WeatherBill can be thought of as expressive insurance, a financial category no doubt poised for growth and a wonderful example of how computer science algorithms are finally supplanting the centuries-old exchange logic designed for humans (CombineNet is another great example).
WeatherBill can also be thought of as a combinatorial prediction market with an automated market maker, a viewpoint I’ll expand on now.
On WeatherBill, you piece together contracts by specifying a series of attributes: date range, place, type of weather, threshold temperature or participation level, minimum and maximum number of bad-weather days, etc. The user interface is extremely well done: a straightforward series of adaptive menu choices and text entry fields guide the customer through the selection process.

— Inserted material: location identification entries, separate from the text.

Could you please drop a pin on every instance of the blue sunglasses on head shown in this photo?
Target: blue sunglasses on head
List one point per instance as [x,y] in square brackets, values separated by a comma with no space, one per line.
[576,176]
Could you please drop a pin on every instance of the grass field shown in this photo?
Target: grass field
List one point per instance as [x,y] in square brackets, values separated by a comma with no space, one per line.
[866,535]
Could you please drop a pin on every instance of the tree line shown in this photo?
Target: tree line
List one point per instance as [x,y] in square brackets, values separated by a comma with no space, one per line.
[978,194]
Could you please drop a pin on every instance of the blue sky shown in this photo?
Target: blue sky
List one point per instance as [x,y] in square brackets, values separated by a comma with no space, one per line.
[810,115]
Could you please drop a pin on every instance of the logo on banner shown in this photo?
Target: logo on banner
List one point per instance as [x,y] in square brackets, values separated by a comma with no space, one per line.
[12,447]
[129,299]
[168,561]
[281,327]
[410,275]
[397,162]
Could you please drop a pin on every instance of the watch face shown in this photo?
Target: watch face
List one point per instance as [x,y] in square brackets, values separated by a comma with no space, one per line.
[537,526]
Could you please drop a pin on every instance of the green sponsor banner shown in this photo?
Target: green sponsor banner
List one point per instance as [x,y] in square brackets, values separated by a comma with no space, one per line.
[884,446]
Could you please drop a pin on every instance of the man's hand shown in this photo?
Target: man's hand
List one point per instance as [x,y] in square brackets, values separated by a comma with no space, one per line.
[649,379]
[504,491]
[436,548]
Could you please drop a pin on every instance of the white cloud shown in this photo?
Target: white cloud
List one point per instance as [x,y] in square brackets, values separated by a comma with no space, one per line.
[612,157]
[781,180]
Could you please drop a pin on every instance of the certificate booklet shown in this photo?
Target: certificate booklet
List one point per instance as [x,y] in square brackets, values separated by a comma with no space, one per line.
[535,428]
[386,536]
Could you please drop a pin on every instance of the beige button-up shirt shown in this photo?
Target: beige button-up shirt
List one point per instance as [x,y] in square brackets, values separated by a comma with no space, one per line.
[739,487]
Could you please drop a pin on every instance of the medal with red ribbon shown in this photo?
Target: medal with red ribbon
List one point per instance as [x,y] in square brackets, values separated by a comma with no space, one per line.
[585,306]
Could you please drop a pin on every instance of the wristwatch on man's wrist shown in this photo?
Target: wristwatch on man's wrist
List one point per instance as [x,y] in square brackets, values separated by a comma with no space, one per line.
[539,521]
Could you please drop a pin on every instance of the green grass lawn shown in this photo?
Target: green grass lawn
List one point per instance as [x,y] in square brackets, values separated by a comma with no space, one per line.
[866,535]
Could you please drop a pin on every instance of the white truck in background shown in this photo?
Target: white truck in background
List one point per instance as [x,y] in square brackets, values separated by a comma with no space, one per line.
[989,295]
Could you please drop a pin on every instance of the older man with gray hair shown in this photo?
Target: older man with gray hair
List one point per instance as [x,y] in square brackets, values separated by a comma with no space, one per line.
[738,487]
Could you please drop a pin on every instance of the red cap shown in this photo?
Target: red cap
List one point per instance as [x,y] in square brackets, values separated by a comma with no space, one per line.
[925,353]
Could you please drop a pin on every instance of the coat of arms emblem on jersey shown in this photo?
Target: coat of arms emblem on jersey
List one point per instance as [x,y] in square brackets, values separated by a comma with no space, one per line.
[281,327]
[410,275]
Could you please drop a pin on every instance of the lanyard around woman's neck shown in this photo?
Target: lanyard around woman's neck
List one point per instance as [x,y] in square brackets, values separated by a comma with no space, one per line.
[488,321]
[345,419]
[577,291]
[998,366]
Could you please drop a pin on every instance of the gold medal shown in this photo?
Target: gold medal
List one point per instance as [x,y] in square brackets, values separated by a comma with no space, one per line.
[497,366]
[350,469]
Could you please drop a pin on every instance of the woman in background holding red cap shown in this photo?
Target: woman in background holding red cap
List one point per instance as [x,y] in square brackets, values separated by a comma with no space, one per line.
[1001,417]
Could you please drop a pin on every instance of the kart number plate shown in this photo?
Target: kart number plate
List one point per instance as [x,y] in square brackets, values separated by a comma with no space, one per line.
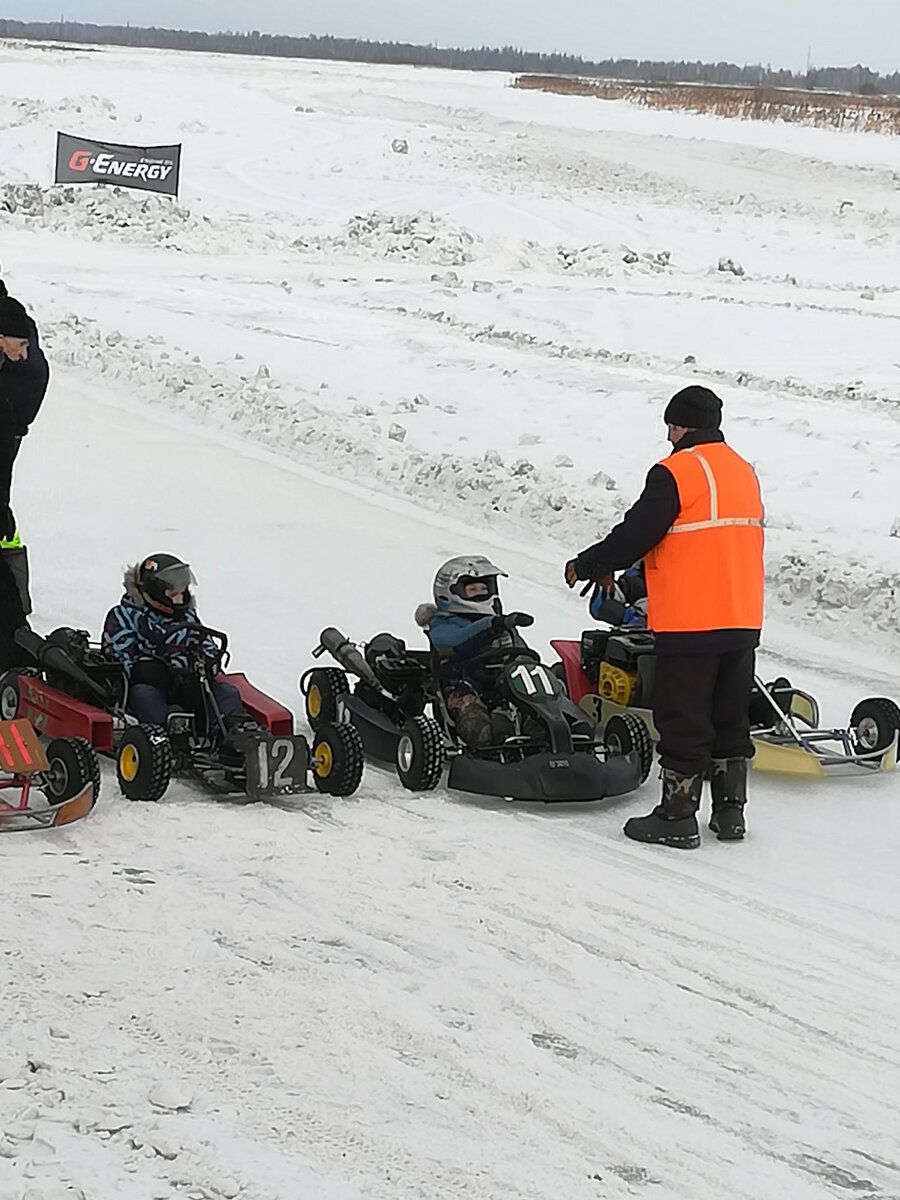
[277,767]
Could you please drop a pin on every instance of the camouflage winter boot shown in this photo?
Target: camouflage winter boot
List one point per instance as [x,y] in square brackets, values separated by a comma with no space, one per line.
[673,822]
[473,724]
[727,780]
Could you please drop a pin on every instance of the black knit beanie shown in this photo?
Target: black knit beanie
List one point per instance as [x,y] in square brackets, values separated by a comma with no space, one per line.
[695,408]
[13,319]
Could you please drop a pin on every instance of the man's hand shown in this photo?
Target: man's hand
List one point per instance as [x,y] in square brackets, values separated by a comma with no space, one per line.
[510,621]
[7,523]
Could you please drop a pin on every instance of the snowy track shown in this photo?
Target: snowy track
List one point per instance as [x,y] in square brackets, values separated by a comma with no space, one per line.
[399,996]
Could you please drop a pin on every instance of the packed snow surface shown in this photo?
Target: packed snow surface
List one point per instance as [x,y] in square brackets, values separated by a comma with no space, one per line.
[319,372]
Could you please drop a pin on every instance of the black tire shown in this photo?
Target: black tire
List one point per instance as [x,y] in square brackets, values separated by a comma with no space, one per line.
[558,670]
[324,688]
[72,766]
[10,695]
[143,762]
[420,754]
[874,724]
[625,732]
[337,759]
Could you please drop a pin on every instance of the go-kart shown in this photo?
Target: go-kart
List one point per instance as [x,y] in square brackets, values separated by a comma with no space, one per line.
[43,787]
[397,705]
[609,673]
[73,689]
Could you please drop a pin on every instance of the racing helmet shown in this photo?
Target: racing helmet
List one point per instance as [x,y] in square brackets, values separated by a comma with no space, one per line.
[467,585]
[160,574]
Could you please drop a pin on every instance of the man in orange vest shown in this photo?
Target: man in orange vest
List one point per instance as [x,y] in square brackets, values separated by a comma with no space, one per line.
[697,526]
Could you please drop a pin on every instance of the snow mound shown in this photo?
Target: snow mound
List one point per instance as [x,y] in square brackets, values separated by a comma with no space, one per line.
[420,237]
[527,501]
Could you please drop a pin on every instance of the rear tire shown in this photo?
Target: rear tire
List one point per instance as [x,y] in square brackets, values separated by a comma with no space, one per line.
[625,732]
[10,695]
[72,766]
[420,754]
[339,750]
[324,689]
[874,724]
[143,762]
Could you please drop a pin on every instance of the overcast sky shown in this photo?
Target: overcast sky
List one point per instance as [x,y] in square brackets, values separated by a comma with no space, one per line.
[781,33]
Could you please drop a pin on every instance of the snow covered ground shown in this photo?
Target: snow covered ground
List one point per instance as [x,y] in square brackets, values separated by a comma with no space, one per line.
[324,370]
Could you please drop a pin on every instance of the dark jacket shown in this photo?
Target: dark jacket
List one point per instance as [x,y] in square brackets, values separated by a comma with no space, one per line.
[645,526]
[23,385]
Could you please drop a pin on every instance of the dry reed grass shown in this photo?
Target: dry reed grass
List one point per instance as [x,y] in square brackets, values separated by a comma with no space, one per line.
[839,111]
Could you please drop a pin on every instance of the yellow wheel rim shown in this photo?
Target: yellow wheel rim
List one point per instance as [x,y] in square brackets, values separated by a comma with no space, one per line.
[129,763]
[325,760]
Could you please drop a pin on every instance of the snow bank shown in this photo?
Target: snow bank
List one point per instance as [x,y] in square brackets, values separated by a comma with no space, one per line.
[521,498]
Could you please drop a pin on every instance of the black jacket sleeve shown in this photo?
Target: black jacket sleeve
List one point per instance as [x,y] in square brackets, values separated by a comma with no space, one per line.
[645,526]
[24,384]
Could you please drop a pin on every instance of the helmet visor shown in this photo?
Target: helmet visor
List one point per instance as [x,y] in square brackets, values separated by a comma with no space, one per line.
[475,587]
[178,577]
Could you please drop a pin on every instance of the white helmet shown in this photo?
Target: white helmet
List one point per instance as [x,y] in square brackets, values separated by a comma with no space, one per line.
[468,585]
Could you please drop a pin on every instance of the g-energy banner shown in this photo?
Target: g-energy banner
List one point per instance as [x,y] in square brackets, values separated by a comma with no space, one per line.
[151,168]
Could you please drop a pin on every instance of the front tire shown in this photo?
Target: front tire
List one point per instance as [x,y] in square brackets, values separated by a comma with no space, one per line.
[420,754]
[337,759]
[143,762]
[874,724]
[625,732]
[10,695]
[72,766]
[324,689]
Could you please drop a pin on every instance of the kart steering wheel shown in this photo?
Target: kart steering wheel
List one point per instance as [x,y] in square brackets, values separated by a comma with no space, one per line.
[497,655]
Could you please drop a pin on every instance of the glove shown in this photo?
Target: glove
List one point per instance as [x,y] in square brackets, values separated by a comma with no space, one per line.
[601,585]
[7,523]
[508,621]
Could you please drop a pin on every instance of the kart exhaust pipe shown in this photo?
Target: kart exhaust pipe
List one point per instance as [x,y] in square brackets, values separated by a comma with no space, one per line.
[54,658]
[343,651]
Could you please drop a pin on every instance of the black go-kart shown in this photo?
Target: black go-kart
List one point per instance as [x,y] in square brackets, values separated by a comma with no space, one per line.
[73,689]
[394,697]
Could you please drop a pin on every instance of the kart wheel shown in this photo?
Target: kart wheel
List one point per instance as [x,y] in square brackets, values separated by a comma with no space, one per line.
[324,689]
[874,724]
[10,695]
[420,754]
[625,732]
[337,759]
[143,762]
[72,766]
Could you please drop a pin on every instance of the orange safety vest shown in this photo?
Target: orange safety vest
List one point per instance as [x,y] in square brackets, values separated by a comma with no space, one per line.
[707,573]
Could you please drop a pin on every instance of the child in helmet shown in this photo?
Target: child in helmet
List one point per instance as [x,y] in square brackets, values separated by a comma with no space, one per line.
[149,631]
[466,619]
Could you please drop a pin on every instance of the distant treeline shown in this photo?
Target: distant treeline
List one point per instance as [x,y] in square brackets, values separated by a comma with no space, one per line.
[508,58]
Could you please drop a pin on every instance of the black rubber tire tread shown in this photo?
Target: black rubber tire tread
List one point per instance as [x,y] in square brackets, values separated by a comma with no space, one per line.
[348,759]
[331,684]
[427,766]
[631,733]
[886,713]
[10,679]
[79,766]
[155,762]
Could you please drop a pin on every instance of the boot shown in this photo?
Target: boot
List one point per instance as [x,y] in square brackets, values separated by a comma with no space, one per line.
[727,781]
[473,724]
[673,822]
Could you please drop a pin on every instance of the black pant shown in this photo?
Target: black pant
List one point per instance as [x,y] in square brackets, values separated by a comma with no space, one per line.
[701,705]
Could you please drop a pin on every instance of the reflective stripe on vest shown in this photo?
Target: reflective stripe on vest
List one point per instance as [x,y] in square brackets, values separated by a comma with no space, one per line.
[707,573]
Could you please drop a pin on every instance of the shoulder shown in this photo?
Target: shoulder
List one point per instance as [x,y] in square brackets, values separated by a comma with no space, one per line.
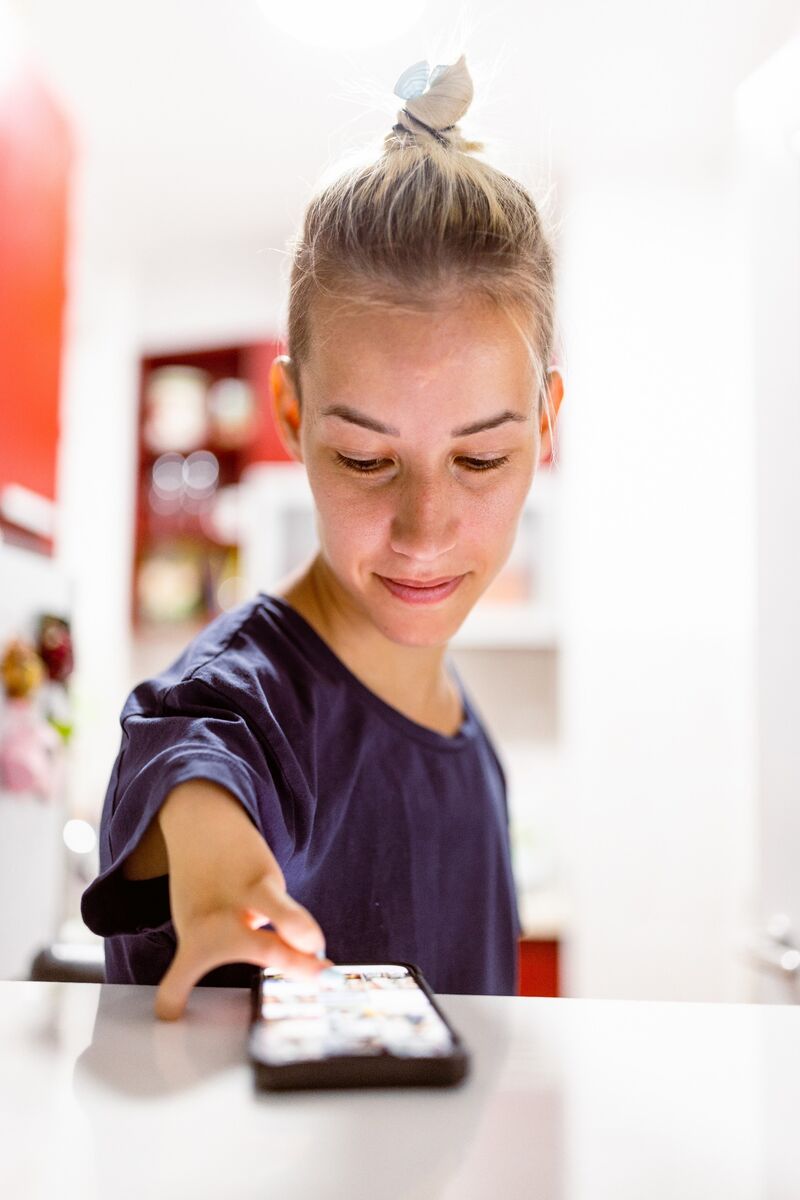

This flexibility quickly leads to a combinatorial explosion: given the choices on the site I’m sure the number of possible contracts you can construct runs into the millions.
Once you’ve defined when you want to be paid — according to whatever definition of bad weather makes sense for you or your business — you choose how much you want to be paid.
Finally, given all this information, WeatherBill quotes a price for your custom insurance contract, in effect the maximum amount you will lose if bad weather doesn’t materialize. Quotes are instantaneous — essentially WeatherBill is an automated market maker always willing to trade at some price on any of millions of contracts.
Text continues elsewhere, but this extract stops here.